Shown are wing root and wingtip template patterns that will be attached to a foam block for hotwire wing-core cutting. A spar-cutting template might be used if a spar is required.

Aircraft performance and appearance specifications present challenges that we all face when building, but a special pride arises when a builder can say, "I made this one from scratch." I wish I had more time to build this way.

Group builders commonly receive a short kit that consists of a set of foam wing cores and a molded fiberglass fuselage. Additional materials and hardware are suggested but left to the builder to acquire.
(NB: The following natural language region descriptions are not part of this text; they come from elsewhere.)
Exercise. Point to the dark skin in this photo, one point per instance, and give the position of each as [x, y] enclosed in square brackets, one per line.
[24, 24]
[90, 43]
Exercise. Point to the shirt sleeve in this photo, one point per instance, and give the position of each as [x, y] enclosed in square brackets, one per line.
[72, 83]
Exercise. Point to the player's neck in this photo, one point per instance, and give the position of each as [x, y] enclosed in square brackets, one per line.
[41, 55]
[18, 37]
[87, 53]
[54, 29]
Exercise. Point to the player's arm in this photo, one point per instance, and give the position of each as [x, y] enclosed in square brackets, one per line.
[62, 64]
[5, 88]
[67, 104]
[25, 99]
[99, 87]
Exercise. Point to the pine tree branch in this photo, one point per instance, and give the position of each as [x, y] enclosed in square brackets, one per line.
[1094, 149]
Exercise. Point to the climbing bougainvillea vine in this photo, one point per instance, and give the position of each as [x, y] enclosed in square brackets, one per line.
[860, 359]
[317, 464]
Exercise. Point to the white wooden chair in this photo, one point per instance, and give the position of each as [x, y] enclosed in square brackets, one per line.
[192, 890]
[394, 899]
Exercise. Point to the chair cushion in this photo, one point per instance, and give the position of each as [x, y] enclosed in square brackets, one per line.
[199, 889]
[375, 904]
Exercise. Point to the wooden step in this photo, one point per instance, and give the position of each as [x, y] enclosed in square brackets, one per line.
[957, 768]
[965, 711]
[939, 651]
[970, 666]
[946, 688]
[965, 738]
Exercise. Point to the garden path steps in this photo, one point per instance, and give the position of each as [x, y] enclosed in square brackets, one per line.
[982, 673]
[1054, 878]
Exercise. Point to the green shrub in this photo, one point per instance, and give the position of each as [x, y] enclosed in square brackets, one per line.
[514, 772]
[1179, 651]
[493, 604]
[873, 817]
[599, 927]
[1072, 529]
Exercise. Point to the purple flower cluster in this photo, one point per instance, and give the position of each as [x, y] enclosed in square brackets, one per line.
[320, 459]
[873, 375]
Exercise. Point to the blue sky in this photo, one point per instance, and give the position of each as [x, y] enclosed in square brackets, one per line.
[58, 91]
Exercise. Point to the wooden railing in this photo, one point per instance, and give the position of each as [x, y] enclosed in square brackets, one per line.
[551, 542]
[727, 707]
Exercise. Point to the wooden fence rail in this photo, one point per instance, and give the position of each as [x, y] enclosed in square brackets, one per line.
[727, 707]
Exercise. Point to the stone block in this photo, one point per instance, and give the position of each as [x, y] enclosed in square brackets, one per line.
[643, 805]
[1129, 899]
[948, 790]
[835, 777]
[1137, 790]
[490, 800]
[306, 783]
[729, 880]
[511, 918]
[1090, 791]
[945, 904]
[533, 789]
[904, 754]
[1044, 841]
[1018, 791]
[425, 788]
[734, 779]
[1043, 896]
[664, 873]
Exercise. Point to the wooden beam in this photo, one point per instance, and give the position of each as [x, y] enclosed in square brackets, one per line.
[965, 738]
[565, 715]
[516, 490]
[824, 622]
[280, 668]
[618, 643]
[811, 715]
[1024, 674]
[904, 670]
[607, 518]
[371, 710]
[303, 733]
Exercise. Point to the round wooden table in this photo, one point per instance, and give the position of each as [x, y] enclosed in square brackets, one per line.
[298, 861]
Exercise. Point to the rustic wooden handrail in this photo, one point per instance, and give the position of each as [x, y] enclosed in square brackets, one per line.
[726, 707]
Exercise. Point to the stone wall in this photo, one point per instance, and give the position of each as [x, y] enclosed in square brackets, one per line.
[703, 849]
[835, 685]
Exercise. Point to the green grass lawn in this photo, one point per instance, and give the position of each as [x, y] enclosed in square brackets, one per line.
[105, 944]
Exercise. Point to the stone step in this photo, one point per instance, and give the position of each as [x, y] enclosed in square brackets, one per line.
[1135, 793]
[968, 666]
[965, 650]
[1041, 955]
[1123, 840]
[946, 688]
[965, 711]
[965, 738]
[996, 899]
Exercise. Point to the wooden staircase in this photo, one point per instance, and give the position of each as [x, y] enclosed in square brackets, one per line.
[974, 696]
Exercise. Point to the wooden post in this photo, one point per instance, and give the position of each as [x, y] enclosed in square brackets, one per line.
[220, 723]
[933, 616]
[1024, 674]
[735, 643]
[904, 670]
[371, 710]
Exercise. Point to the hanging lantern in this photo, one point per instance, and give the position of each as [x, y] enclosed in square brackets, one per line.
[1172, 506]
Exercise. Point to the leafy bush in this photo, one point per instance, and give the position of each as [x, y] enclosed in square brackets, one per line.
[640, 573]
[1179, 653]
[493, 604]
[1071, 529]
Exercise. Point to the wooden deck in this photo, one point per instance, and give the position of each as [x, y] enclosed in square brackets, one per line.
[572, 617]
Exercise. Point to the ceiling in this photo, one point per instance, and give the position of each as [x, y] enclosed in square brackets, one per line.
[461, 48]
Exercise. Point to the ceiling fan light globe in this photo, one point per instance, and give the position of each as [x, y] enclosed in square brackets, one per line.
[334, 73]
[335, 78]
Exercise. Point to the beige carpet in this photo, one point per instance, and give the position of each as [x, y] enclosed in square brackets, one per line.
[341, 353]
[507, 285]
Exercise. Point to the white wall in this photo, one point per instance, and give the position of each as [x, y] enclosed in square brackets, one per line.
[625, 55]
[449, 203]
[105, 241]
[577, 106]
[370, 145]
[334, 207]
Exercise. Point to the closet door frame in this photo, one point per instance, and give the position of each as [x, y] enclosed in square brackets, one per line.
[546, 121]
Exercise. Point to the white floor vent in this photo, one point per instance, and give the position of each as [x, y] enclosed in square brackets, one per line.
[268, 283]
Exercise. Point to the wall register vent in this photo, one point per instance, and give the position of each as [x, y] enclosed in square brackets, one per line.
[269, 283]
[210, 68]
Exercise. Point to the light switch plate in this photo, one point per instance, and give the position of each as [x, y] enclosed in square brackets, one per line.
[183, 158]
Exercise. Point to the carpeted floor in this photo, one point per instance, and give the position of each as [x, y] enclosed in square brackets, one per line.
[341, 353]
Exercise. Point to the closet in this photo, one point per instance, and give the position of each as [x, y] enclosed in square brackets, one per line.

Building a sailplane from a short kit takes me approximately three weeks of four-hour evenings. My motivation to build is spurred by online banter discussing the design challenges and unique traits of a model.

The ISR and other San Diego flying clubs have many colorful and friendly characters in their ranks. After your flame is lit, you’ll find you are in great company should your travels take you to Southern California.

When making a short kit, you need to construct wing cores by creating templates for hot-wire foam cutting. A hollow, composite fuselage can be made from "lost foam" for a single production, but for repeated production of identical units, a plug must be made to the exact shape, and molds must be constructed to make fuselage parts. These processes are illustrated in articles, videos, and educational discussion threads online.

Since 2011, subsequent ISR group builds have included a Bell P-39 Airacobra, a Mitsubishi A6M Zero, a Focke-Wulf Fw 190, an original Reno racing-style Zephyr racer, a Boeing B-17 Flying Fortress, a Legend racer, a Messerschmitt Bf 109, an Embraer EMB-312 Tucano, and a North American P-51 Mustang. Other popular designs are the sport JART and Chaos, which satisfy those who like the looks of "pointy" airplanes that appear to be moving fast at any speed. All of these building and discussion threads can be found by searching the Slope Soaring section on the RCGroups forum.

Any design can be chosen for a group project and choosing is part of the fun. If you are a member of a club, you might not need to start an online thread, but having detailed descriptions and pictures easily accessible helps newcomers get up to speed and provides a historical log for future reference.

When deciding how to distribute the production tasks, consider the effort and cost involved with each task. When you are making composite aircraft, an immense amount of time can be spent producing a plug, mold, and fuselage parts—especially if they are to be delivered as a complete fuselage that is ready to be assembled with the wing and tail parts.

You’ll probably want to collect money from participants to fund the project and compensate any manufacturers for their time. It helps if someone keeps a log of expenses, who has paid, what needs shipping, and related information. At the onset, it would be a good idea to estimate time for each stage and publish this for all to see so that costs are understood. No one likes to work for free or get stuck doing the lion’s share of the work while being undercompensated.

If you are building for an event, consider delivering the necessary parts to those who are attending the event. Make that a priority over those who will be building later or are in remote locations.

A key point for group cohesiveness is to not permit too much customization. Often, requests for light, medium, or heavy lay-up (to accommodate various wind speed and durability needs) can be satisfied, but try to keep an overall conformity with wingspans, airfoils, etc.

If your goal is to fly on the slope together, it helps to keep the physical specifications (weight, wingspan, and airfoil) as close to identical as possible so that your aircraft will equally gain and lose energy in turns, but with less effort than if your sailplanes had wider variances in performance. Remember, gravity and wind speed largely determine your "throttle" capabilities on the slope, so if you all share the same design, trying to stay together is easier.

Nothing gathers attention at a flying event like formation flying of nearly identical airplanes—even seeing static displays of two or more matching "wingmen" gets extra attention from spectators.

Building toward such a goal propels one to new heights. What will you call your squadron?